5. Carry a well-equipped emergency kit. Be prepared for surprises.

Some items you should never be without on a summer road trip:

  • Flashlight and extra batteries.
  • A tool kit (screwdrivers, adjustable wrench, pliers, duct tape) or a multitool.
  • Jumper cables or a portable lithium jump starter.
  • Reflective roadside triangles or LED flare substitutes
  • A first-aid kit supplemented to address any specialized conditions you or your passengers may have.
  • Paper maps (in case your electronic navigation system fails).

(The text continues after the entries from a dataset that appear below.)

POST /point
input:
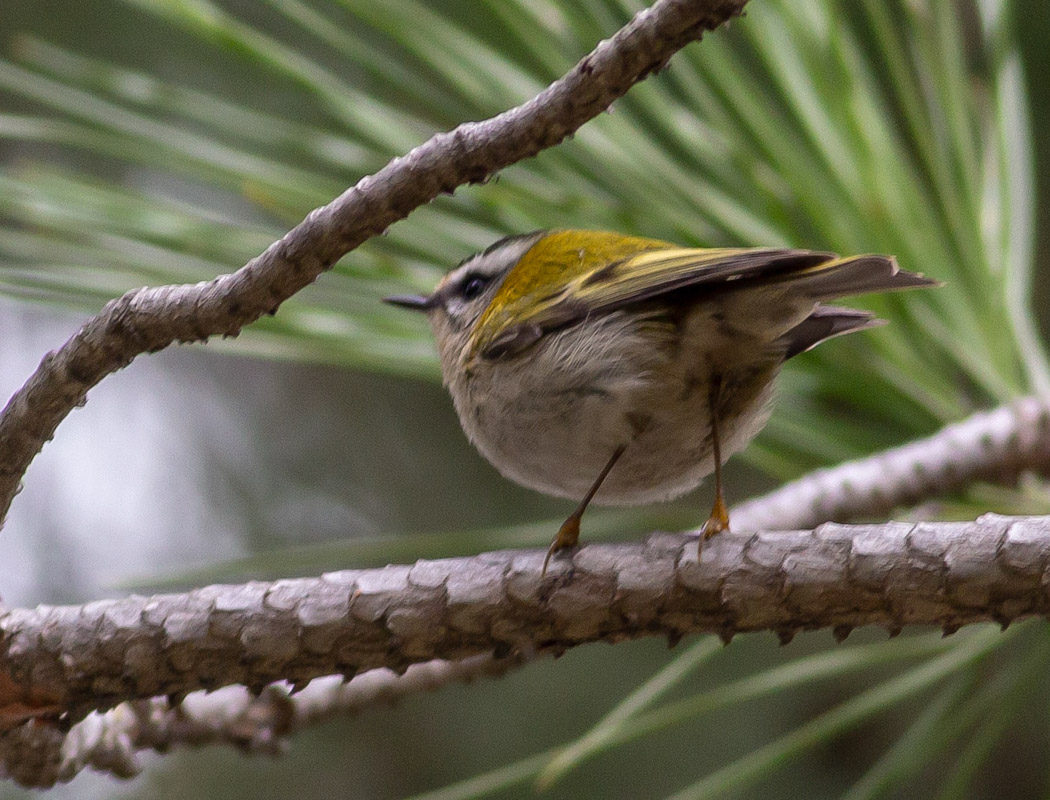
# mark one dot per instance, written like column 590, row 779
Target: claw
column 568, row 535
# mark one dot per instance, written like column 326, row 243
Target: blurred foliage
column 882, row 125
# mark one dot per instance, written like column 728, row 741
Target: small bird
column 621, row 370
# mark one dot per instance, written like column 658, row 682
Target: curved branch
column 149, row 319
column 257, row 723
column 995, row 445
column 82, row 658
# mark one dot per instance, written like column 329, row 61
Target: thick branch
column 994, row 445
column 496, row 604
column 149, row 319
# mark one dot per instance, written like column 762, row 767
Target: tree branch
column 995, row 445
column 41, row 756
column 145, row 320
column 82, row 658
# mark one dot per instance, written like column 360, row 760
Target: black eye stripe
column 473, row 286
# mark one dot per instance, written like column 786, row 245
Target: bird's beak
column 414, row 301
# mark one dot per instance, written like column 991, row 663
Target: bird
column 623, row 370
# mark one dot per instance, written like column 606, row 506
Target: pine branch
column 146, row 320
column 41, row 756
column 87, row 657
column 996, row 446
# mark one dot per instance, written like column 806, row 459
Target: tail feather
column 841, row 277
column 824, row 323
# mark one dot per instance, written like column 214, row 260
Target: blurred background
column 146, row 142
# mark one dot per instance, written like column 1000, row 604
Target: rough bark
column 41, row 756
column 146, row 320
column 81, row 658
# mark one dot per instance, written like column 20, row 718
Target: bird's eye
column 474, row 286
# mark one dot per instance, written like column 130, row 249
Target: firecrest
column 620, row 370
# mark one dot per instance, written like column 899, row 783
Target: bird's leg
column 568, row 534
column 718, row 521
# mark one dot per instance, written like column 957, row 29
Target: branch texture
column 145, row 320
column 41, row 756
column 82, row 658
column 995, row 445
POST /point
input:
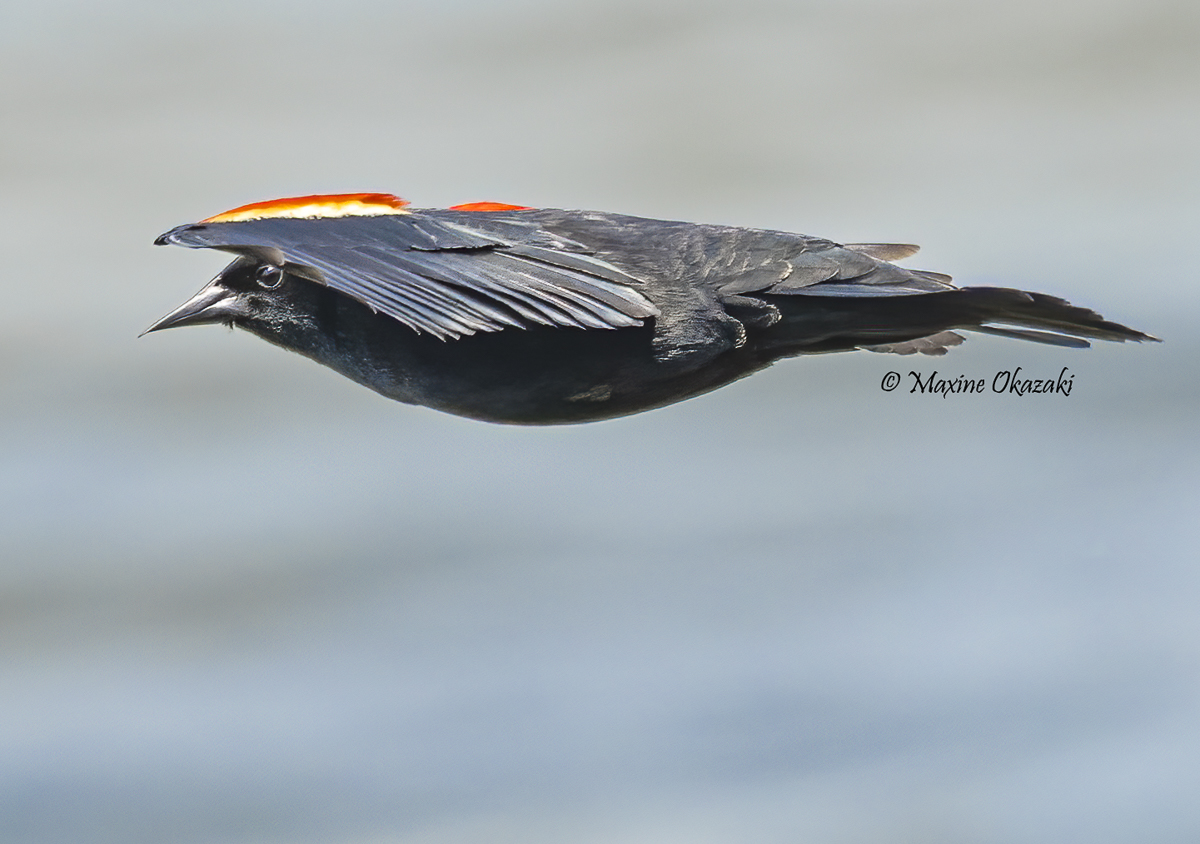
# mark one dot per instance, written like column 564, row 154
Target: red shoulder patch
column 489, row 207
column 315, row 205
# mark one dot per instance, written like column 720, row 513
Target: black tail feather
column 835, row 323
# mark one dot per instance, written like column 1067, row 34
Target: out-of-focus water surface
column 243, row 599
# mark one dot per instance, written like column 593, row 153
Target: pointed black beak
column 214, row 304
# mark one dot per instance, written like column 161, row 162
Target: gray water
column 243, row 599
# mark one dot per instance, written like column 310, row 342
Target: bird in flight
column 543, row 316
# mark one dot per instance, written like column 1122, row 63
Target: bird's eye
column 269, row 276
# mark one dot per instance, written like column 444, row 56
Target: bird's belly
column 540, row 376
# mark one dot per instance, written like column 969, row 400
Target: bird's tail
column 925, row 322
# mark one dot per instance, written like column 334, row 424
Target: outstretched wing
column 449, row 273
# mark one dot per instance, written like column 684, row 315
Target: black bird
column 541, row 316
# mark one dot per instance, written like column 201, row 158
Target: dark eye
column 269, row 276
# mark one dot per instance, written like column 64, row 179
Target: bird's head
column 252, row 293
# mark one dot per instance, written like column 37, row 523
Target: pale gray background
column 243, row 599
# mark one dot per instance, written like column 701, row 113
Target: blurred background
column 243, row 599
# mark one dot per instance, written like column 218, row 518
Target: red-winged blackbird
column 540, row 316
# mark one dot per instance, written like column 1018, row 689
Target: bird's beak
column 214, row 304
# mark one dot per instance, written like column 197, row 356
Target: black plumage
column 546, row 316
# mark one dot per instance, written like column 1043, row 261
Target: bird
column 541, row 316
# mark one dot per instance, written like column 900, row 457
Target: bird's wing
column 447, row 273
column 795, row 264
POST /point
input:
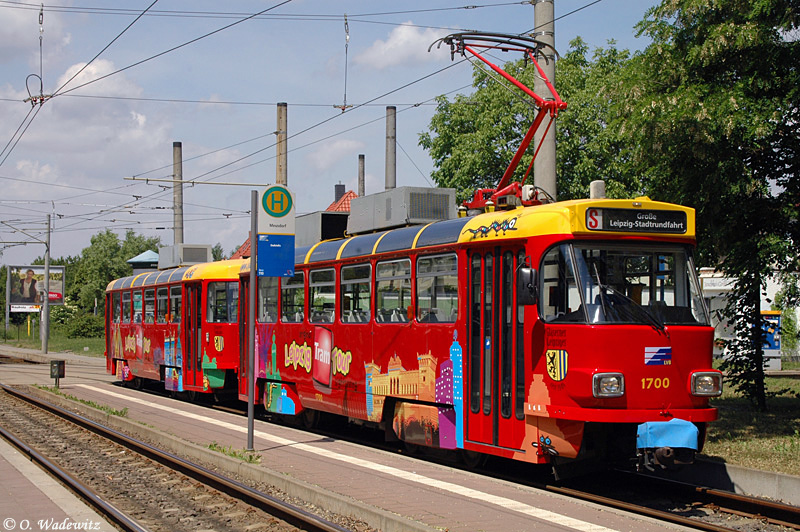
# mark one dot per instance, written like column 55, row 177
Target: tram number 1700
column 657, row 383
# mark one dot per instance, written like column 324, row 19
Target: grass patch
column 769, row 441
column 105, row 408
column 58, row 341
column 240, row 454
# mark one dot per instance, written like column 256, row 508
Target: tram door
column 244, row 333
column 193, row 357
column 496, row 380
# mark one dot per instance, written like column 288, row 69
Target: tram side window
column 437, row 288
column 293, row 297
column 561, row 300
column 137, row 306
column 174, row 305
column 150, row 305
column 222, row 300
column 393, row 291
column 162, row 304
column 322, row 295
column 115, row 306
column 356, row 296
column 126, row 307
column 267, row 299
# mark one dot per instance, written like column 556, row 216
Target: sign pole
column 251, row 318
column 44, row 329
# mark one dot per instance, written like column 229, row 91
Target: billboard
column 25, row 287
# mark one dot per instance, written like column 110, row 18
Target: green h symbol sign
column 277, row 202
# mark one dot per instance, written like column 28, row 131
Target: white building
column 716, row 287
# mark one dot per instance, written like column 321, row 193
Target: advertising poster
column 26, row 290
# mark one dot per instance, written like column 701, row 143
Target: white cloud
column 406, row 45
column 326, row 156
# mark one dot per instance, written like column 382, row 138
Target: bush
column 85, row 326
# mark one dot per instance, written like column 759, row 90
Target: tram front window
column 621, row 283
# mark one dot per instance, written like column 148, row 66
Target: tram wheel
column 412, row 449
column 473, row 459
column 308, row 419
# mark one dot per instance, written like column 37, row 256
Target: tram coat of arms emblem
column 557, row 363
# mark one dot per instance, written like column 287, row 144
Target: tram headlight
column 706, row 384
column 606, row 385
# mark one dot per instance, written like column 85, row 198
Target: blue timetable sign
column 275, row 256
column 275, row 253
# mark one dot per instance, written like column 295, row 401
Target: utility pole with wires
column 544, row 169
column 177, row 191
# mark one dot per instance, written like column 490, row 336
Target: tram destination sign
column 636, row 221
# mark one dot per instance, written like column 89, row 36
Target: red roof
column 343, row 203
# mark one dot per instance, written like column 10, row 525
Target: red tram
column 178, row 326
column 544, row 333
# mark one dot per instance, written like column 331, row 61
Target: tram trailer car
column 549, row 334
column 177, row 326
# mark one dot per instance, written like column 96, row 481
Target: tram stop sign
column 276, row 231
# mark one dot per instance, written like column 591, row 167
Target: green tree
column 711, row 107
column 102, row 262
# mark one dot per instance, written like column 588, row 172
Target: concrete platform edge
column 333, row 502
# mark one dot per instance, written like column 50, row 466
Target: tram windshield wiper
column 633, row 309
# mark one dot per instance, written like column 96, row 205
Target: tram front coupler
column 665, row 445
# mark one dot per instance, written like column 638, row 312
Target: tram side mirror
column 527, row 286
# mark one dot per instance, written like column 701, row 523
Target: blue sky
column 217, row 96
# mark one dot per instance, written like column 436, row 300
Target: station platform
column 390, row 492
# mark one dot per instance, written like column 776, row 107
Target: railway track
column 696, row 507
column 139, row 487
column 690, row 506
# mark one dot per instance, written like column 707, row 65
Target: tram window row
column 436, row 293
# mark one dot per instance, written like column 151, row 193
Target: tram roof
column 224, row 269
column 564, row 217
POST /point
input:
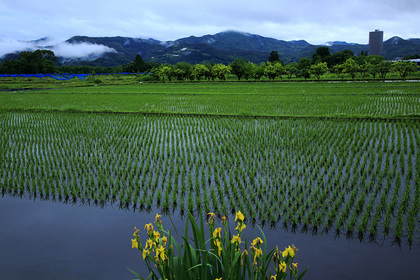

If the idea of igniting and handling traditional road flares with their fire and smoke makes you uneasy, consider an LED flare substitute such as autoAlert, a four-way emergency light from INGEAR, a specialist in portable, multifunction emergency lights and tools.

INGEAR autoalert

INGEAR’s long-handled autoAlert provides both a traditional flashlight setup, with high beam and low beam modes available. But its tricked-out, high-grade aluminum handle includes two additional lighting options: 1) a bank of bright white LEDs that can serve as wide-angle area light for hands-free work during a roadside repair, and 2) a strip of vivid red strobe LED that brightly signals to oncoming traffic that your vehicle is in an emergency situation, so slow down and steer clear.

You can even anchor the light to a metallic surface using the powerful magnet in the base of the flashlight’s handle. Since your emergency kit always needs a flashlight, carry one that can serve multiple functions such as INGEAR’s autoAlert.

Use these tips to boost your peace of mind and focus on all the fun that awaits you on summertime road trips.